Friday, 19 June 2009

  • Everyone's Doormat

    I'm a nice person.  But I'm really starting to recognize how much people take advantage of that quality.  I used to feel bad about saying no.  That's a flaw that people easily abuse.  Always calling for favors but being MIA when I need something in return.

    I have to get more aggressive.  I'm no one's doormat and I'm not going to get where I want continuing to be.  Especially for the sake of my dating life.  Being non confrontational is hurting my career and my dating relationships because I don't articulate what I want.

     

Comments (10)

  • ISpeakLife

    i've read your last 4 posts and i love ur writing style. ur very open and honest and simple. very refreshing.

  • dadj_21

    I feel you all the way on that...


    D

  • HeadStrongChica

    I feel you on this too! I've learned that unfortunately, unless you're Obama, nice people don't finish first...they finish last...so you gotta be more agressive...thats the way the system works

  • manofcivility

    I can't stand coming across these people, and it's even worse when they're your family. 

  • JeNeSaisQuoi86

    I experienced this from time to time with my friends and family. Oh, and don't tell them no, they will dog you out behind your back and pretend like they're always there for you. "I called J and asked her for a favor, she told me no. I always help her when she need my help." Bullsh*t!

    Im all for you not being anyone's doormat anymore.

  • jackie9714_rocks

    during Form 1 to Form 3, i really had great friends


    but since Form 4, i was being taken advantage (with the new people i met), that hurt, but i learnt.


    tho the great friends i met since Form 1 are still the nice ones

  • TheOriginalImperial

    @ISpeakLife - Thanks so much!  I completely appreciate it.


    @jackie9714_rocks - Having the right people in your life always makes it so much better. 


    @JeNeSaisQuoi86 - Well, I've decided that since they will talk about you regardless, it's best to do what you want in the long run.


    @manofcivility - Some people are masters at using others.  Sucks.

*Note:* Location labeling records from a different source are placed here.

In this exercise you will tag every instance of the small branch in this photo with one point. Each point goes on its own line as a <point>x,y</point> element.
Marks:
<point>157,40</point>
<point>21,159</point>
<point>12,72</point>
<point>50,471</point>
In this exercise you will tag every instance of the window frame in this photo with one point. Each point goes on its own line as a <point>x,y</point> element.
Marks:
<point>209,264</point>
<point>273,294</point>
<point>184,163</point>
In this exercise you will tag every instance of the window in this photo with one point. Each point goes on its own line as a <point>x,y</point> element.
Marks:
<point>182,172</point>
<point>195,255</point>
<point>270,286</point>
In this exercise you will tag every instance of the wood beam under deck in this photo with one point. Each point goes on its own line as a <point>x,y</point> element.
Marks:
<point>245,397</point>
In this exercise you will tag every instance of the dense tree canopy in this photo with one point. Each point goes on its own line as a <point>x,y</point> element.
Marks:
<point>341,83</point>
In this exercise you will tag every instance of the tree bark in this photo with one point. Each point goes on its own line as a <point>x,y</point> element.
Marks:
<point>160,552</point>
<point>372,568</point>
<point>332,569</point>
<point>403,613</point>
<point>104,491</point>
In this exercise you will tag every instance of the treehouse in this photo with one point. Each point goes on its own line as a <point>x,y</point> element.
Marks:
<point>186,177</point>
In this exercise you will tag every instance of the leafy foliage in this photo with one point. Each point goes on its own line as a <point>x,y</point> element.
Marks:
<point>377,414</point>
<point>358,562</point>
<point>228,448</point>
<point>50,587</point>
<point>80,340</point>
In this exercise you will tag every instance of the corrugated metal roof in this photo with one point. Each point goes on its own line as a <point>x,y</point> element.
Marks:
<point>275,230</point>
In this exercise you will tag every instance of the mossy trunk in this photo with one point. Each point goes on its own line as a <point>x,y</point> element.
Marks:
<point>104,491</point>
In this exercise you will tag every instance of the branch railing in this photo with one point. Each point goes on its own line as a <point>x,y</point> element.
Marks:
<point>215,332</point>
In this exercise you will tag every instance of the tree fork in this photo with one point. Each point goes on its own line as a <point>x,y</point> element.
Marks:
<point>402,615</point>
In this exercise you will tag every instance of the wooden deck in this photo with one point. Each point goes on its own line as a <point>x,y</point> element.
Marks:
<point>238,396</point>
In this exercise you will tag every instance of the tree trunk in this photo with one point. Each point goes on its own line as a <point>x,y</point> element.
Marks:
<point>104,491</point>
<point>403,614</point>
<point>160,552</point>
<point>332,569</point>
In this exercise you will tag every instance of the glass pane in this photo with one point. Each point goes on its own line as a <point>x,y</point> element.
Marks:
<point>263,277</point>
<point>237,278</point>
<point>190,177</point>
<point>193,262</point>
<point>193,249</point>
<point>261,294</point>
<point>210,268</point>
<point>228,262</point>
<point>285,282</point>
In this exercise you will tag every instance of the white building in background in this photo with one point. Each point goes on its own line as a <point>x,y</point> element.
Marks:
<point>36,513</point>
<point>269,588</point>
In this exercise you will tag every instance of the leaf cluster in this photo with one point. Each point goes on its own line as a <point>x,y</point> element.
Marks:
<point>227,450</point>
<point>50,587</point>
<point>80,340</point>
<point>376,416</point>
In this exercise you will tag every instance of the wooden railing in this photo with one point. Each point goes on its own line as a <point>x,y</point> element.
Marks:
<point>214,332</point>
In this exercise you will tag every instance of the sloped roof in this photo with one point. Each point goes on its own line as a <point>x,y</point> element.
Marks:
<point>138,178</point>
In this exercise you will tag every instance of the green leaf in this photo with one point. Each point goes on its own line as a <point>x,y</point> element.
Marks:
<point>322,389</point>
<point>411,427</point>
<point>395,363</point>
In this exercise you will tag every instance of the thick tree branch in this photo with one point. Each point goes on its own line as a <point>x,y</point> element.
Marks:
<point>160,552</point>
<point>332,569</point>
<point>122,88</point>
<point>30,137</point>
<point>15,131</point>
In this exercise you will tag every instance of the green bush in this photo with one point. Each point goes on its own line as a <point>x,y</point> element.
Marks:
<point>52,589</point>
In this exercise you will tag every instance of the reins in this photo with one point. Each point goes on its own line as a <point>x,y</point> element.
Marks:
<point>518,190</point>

    @HeadStrongChica - Even Obama is aggressive.  He may be nice but I don't see him allowing anyone else the chance to make him do something he doesn't want to.


    @dadj_21 - Thank you.

  • katyoblad

    i haven'tbeen on xanga and just realised your my xanga friend. hi haha. i'd like to comment on doormat as i'm permitted jk. my oldest brother is like that, very calm and thorough. i wish i was careful. anyway it's a very respectable quality since people expect things of you but holding your ground is also important. good luck and turn your nose up haha that would be pretty hilarious.

  • Loonsounds

    like this post, and the one before it

  • Naturally_Fabulous

    I know how you feel and I am currently working on the same thing too. A lot of people see me as a doormat because I am such a nice easy-going person.